5. Dick Vermeil
Dick Vermeil coached in St. Louis, Philadelphia and Kansas City, where his coaching career concluded in 2005. In 2000, leading the St. Louis Rams, Vermeil became the oldest Super Bowl-winning coach at age 63. Vermeil was known for his close support of players and staff and displays of strong emotion at press conferences. He won “coach of the year” honors at four levels of football, from high school through the pros.
4. Joe Gibbs
When he first took the head coach position with the Washington Redskins in 1981, Joe Gibbs was one of the youngest NFL coaches in the league. However, his relative youth didn’t stop Gibbs from winning three Super Bowls, the last in 1992. Gibbs is the only coach to win three Super Bowls with three different starting quarterbacks. After his first retirement, Gibbs took control of a successful NASCAR team. Finally, he returned to the Redskins in 2004 and continued through the 2007 season, when he had reached the age of 67.
3. Weeb Ewbank
Wilbur Charles “Weeb” Ewbank coached the Baltimore Colts for nine seasons. Weeb then moved to New York and brought the Jets (and the American Conference) to their first two Super Bowl victories. While also including a Joe Namath-led beatdown of the Colts in Super Bowl III, played in 1969. When he retired with the Jets after five more seasons, Weeb had reached the age of 67.
2. Marv Levy
A native of Quebec, Marv Levy moved to Chicago as a boy and served in the U.S. military during World War II. His coaching career began with the Montreal Alouettes from 1973 to 1977 and continued with Kansas City and the Buffalo Bills. Marv Levy was known to sometimes do things differently to other coaches. He pioneered the no-huddle ‘K-Gun’ offense with the Buffalo Bills which kept opponents on their heels.

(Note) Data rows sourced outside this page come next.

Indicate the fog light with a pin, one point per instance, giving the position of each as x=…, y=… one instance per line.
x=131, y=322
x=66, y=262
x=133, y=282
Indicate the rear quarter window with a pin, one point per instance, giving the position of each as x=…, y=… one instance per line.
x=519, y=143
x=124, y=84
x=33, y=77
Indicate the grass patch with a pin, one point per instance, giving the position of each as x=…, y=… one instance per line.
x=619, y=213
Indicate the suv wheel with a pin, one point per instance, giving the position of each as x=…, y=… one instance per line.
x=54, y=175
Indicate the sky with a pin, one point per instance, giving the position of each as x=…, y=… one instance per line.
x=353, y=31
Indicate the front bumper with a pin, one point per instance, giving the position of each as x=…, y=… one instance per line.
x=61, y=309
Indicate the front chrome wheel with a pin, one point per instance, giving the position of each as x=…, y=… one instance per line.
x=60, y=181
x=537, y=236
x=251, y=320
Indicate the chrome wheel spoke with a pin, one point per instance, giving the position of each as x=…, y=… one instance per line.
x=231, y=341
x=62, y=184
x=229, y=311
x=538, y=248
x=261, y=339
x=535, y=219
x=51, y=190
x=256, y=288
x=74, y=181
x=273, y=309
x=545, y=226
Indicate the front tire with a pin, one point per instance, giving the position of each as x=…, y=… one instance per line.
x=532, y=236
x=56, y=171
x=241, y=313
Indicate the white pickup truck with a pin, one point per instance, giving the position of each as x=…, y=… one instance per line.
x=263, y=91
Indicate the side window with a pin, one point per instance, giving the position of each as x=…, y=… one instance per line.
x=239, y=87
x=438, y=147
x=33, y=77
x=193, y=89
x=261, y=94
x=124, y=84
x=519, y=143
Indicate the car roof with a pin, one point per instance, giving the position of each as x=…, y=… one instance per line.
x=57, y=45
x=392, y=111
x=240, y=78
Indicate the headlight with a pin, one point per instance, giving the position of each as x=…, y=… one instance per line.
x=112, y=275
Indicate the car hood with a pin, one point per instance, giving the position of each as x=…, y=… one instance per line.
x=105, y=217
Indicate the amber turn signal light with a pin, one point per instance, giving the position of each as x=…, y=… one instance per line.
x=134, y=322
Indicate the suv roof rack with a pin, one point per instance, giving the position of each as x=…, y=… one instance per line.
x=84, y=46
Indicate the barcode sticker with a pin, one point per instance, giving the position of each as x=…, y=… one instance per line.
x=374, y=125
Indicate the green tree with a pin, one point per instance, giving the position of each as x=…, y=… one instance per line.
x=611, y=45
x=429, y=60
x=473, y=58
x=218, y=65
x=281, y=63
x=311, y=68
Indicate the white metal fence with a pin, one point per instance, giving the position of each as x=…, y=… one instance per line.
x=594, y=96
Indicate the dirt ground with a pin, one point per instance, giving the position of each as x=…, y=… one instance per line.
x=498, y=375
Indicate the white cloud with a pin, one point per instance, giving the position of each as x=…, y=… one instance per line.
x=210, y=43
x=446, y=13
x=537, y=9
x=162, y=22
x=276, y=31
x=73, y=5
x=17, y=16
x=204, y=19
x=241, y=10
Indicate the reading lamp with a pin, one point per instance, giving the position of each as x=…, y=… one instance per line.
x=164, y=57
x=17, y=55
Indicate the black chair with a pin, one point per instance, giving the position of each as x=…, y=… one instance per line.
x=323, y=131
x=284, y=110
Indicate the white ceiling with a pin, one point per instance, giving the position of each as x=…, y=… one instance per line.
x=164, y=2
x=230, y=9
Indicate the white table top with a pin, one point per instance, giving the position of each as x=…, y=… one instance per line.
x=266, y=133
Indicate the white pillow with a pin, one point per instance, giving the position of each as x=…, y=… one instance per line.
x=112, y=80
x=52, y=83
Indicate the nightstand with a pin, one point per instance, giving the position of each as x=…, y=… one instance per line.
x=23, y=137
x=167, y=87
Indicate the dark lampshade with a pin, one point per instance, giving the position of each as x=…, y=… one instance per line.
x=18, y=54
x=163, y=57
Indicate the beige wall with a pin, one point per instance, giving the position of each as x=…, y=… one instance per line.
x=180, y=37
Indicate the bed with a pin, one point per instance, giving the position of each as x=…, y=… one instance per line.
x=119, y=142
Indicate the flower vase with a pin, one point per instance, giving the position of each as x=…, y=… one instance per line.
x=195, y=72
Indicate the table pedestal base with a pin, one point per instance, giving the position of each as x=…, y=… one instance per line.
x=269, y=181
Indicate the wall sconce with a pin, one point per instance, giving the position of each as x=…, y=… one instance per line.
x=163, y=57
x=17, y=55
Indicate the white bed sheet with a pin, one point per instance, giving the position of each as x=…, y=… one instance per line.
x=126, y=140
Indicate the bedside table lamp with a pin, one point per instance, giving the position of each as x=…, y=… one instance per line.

Finally bringing the team to four AFC championship games before retiring from coaching in 1997 at age 72.
1. George Halas
George Halas was one of the most legendary NFL coaches. He was there at the inception as the owner of the Decatur Staleys of the original NFL club lineup in 1920. After the Staleys became the Chicago Bears, “Papa Bear” Halas stayed with the team as a player, owner and 40-year head coach. In addition, he racked up six NFL championships and 324 total victories before finally retiring from the game at the age of 72 in 1967.